In general, I find my ability to withstand stress is much better. I have encountered countless experiences that have truly tested me in so many different ways. Many of these instances centered around the various jobs I’ve had over the years. I’ve worked in the mental health and addiction fields, which have their own associated challenges. There are issues that arise when working with people who have had difficulty managing life (and not any fault of their own). There’s also the onerous task involved of dealing with government and insurance-based regulations. The latter was actually one of the things that precipitated my departure from being a clinician to working as a mental health advocate and educator.
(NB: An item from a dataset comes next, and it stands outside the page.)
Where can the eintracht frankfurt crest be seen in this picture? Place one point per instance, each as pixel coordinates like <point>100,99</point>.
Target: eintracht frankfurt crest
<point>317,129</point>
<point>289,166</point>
And then there was the stress of being in the “sandwich generation.” For many years, I was responsible for being a caregiver for my father, who passed away in September 2016 and raising two daughters with my wife. Taking care of my Dad was especially difficult. We lived together and his illness, which involved the progressive loss of sight, made life difficult. There were instances when I literally had no break, no respite. This wasn’t good for my mental health. But this was when my self-care tools were invaluable. If it wasn’t for things like medication, exercise and a good support system, I never would have made it.
In the course of my recovery journey, I have been fortunate that my condition hasn’t worsened. Looking back at this period, I have learned a lot about “what makes me tick.” This is what is commonly known as insight. When I was able to develop insight into my condition, I was able to not only gain a better understanding of how bipolar impacted my life, but I also was able to develop a healthier lifestyle overall.
Nowadays, I’ve learned to take things in stride. For one, I’ve learned that worrying about things does me no good. This is what I consider wasted energy. It has been my experience that by maintaining a positive attitude and taking things one day at a time, I can deal with whatever life throws at me.
As I said, I’ve lived with bipolar for a very long time. But this time has provided me with many valuable lessons. I’ve certainly made mistakes along the way, but I have not given up. And this is what I would encourage you to do. Focus on what you can do today. And don’t get caught up in projecting into the future. All that will serve to do is to keep you caught up in a state of perpetual anxiety. And who needs that?
Like I said, patience, time and hard work today is a great place to start.